The ‘Holy Grail’ of business intelligence

Sami Akbay

"Business Intelligence 2.0" is the term now being used to describe the rapidly growing business intelligence industry which was reported, at Gartner’s Business Intelligence Summit in London earlier this year, to be ‘stepping up’ and becoming a stand-alone corporate function, like Human Resources or Marketing.



Underpinning this development is the fact that customers and shareholders have ever-rising expectations for immediate access to up-to-date information relevant to their requirements. With the need for companies to increase their profits through shorter sales cycles – reducing inventory costs and increasing customer satisfaction – and the need to stay competitive, organisations are now demanding real-time data from their systems as a standard, not simply as a value-add luxury. In fact, whether private or public sector, the need to have continuous access to systems which provide up-to-the minute information in order to drive mission-critical decisions has become a key business driver across most vertical industry sectors.



But how is this possible when the Holy Grail of business intelligence - “a single version of the truth” - is so difficult to achieve?

In reality, businesses have data warehouses that store several different versions of the truth. While all of them are accurate in their own way, each has a different viewpoint depending on which area of the business is leveraging the information. For example, finance may have an accurate picture of where to send customer invoices and overall revenue and cost of sale data, but when it comes to determining the demographics of that customer and propensity to purchase other products and services, that information is likely not readily available in a finance-oriented system. These departmental data warehouses are continually being updated with snapshots of operational data that is in most cases ‘cleansed’ before being loaded into the warehouse This data cleansing process can take from a few hours to several days to complete.

Such high latency can lead to potentially outdated data with limited business value when it comes to critical decision-making. For businesses that rely on low latency data for day-to-day decisions, its availability becomes very important. In cases where BI underpins applications such as fraud detection or cross-selling, high latency is not only inconvenient but can cost an organisation dearly.
Countering that, one of the main pillars of real-time business intelligence is real-time data integration which facilitates the movement of data with sub-second latency across several different systems while still maintaining its data accuracy and integrity.

Take, for example, the situation where data integration is critical to providing optimal customer service and driving new revenue potential. A customer might contact their cable and Internet provider when they’re experiencing spotty service not only for their newly purchased satellite high definition television, but also with their Internet access. When they make this call, they expect the call centre representative to be able to quickly look up their customer details and set up an appointment for the service technician to come out, and they expect this to take no more than a few minutes out of their busy day.

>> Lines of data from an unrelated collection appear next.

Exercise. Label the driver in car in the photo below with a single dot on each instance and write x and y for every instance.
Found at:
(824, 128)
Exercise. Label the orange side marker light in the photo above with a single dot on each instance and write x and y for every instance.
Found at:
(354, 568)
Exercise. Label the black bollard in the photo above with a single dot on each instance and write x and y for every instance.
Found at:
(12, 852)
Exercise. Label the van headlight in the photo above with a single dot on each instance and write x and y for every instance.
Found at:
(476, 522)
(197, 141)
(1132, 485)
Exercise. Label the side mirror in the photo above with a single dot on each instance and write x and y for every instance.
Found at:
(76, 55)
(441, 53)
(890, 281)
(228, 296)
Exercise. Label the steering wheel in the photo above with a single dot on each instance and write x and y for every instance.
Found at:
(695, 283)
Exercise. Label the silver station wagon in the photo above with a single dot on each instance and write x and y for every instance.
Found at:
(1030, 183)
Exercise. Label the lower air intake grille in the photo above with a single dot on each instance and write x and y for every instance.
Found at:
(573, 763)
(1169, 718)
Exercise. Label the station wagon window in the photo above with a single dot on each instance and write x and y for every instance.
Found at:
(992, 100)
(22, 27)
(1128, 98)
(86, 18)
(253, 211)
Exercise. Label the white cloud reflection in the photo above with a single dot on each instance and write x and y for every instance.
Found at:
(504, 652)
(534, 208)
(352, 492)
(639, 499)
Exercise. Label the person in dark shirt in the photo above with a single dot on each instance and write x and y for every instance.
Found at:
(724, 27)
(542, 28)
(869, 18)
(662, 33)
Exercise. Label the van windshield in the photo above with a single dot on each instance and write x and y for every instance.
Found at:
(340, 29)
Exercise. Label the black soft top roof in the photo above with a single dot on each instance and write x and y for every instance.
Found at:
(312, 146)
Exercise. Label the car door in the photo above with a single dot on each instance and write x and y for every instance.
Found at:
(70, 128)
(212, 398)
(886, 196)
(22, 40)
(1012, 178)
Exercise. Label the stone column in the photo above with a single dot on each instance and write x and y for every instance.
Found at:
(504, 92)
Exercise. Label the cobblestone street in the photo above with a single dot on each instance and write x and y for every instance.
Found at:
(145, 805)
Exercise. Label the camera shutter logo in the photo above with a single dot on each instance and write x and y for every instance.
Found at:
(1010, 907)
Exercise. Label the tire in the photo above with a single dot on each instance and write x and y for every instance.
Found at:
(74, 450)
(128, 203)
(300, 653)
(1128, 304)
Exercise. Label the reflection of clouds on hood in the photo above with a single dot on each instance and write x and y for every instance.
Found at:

However, if the customer doesn’t get the level and speed of service that they expect from their provider, they may decide to switch to a competitor. But if the call centre representative has the ability to quickly look up their customer profile, address, and at the same time estimate how quickly a technician can be onsite -- all on the same phone call – the customer is likely to be satisfied with the high-quality service while the cable provider can maximise its call centre representatives' and field technicians' time. At the same time, while on that same phone call, the ability for the call centre representative to up-sell that customer regarding a special offer is much easier than trying to reach that particular customer at a later date, especially with their up-to-date history and preferences right in front of them.

However, regardless of the system considerations and BI software capabilities for the data warehouse, organisations still need to populate it with the most relevant, accurate and up to date information in order to support the business’ needs. After all, once you take away the hardware and the software, what differentiates a company's approach to integration is how it takes advantage of that data, how it processes and leverages it across the enterprise, and how the company’s end user experiences that. Creating real-time access to real-time information isn't only a benefit for both IT and the business, but it's absolutely necessary to compete -- and win -- in today's fast-paced business environment.